There is a saying in showbiz: "Dying is easy, comedy is hard." But when people really are dying and suffering, comedy is even harder.
Stand-up comedian Gilbert Gottfried learned that this week after he tweeted several jokes about Japan's disastrous 9.0 earthquake and subsequent tsunami, which killed thousands of people, with thousands more still missing and nearly half a million homeless.
Gottfried had been the voice of the Aflac duck. That ended Monday, when the insurance company fired him because of his weekend remarks on Twitter. Aflac does 75 percent of its business in Japan, but I suspect the company would have fired him regardless. He not only crossed the line of good taste, he left it receding in his rear-view mirror.
One of Gottfried's least offensive tweets was, "Japan is really advanced. They don't go to the beach. The beach comes to them," so you can imagine how bad the rest were.
Gottfried has since apologized and removed the offending "jokes" from his Twitter feed.
"I sincerely apologize to anyone who was offended by my attempt at humor regarding the tragedy in Japan," he tweeted Tuesday. "I meant no disrespect, and my thoughts are with the victims and their families."
A few hours later, Gottfried was back in form, tweeting from the Friars Club roast of Donald Trump.
"Thank God Marlee Matlin can't hear any of this," he tweeted.
Now that's funny. The joke depends on Matlin's being deaf, which isn't funny, but the joke's target isn't her, rather it's the comedians at the roast. That makes all the difference between an "offensive" joke that's still funny and an offensive joke — without the scare quotes — that isn't.
Audiences expect comedians to walk that fine line. We expect them to say what some of us only think. And what we think sometimes isn't pretty.
Gottfried is one of stand-up comedy's brightest stars, and I've been a fan since he hosted "USA Up All Night" from 1986 to 1998, where, during commercial breaks, he got laughs at the expense of movies like "Hell Comes to Frogtown" and "Sorority Babes in the Slimeball Bowl-O-Rama." Also, for what it's worth, he ranks 59th on Comedy Central's list of the 100 greatest stand-ups, placing him one spot ahead of Jeff Foxworthy.
Most people, however, probably know him as the voice of Iago in Disney's "Aladdin."
But his stage act almost always flirts with bad taste. His latest comedy CD and DVD, "Dirty Jokes," delivers exactly what the title promises.
And last weekend's incident isn't the first time Gottfried has gone too far.

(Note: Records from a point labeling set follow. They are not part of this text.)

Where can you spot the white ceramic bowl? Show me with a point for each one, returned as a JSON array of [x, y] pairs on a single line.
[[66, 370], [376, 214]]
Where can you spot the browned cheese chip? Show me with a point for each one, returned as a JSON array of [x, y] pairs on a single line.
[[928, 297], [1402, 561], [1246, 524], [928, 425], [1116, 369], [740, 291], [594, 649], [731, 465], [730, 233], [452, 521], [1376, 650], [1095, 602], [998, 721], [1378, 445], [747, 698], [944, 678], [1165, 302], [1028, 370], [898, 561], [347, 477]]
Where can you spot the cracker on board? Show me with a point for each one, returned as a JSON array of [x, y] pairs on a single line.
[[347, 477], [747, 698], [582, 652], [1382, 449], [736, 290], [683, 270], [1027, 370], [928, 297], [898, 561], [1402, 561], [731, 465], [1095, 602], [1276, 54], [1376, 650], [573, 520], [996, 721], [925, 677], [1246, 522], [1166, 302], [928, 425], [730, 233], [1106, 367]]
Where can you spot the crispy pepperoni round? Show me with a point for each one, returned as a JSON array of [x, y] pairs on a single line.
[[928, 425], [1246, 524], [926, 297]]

Just weeks after the Sept. 11 attacks, Gottfried opened his routine at the Friars Club roast of Hugh Hefner with a 9/11 joke. That was too much even for jaded roast attendees, eliciting boos and a shout of "too soon."
Gottfried recalled that incident last month in an interview with the Las Vegas Sun: "When I figured I had completely lost them, there was nowhere to go but further down, I started telling ‘The Aristocrats,' and that just exploded. The whole place was cheering."
The Aristocrats is the filthiest joke in the world. It doesn't really have a punchline. It's all set-up — an escalating orgy of disgusting bodily functions and descriptions of sexual acts that would get you arrested in every state of the Union. The joke has a long history among stand-ups, and it seems like just about every comic has his own version. Bob Saget — yes, the dad from "Full House" — tells one of the more infamous ones. It is, as far as I know, the only joke to inspire a documentary film.
Gottfried's "Dirty Jokes" includes his 10-minute rendition of The Aristocrats.
The Aristocrats is obscene, but it doesn't really hurt anyone.
Gottfried's Japan jokes did.
If I were in charge at Aflac, I'd probably have fired Gottfried, too.
Yet this is, generally speaking, what we ask of comedians. We demand that they play with fire. And, usually, we're better off when they can say what no one else can — until they say what no one should.
Then we punish them for going too, too far.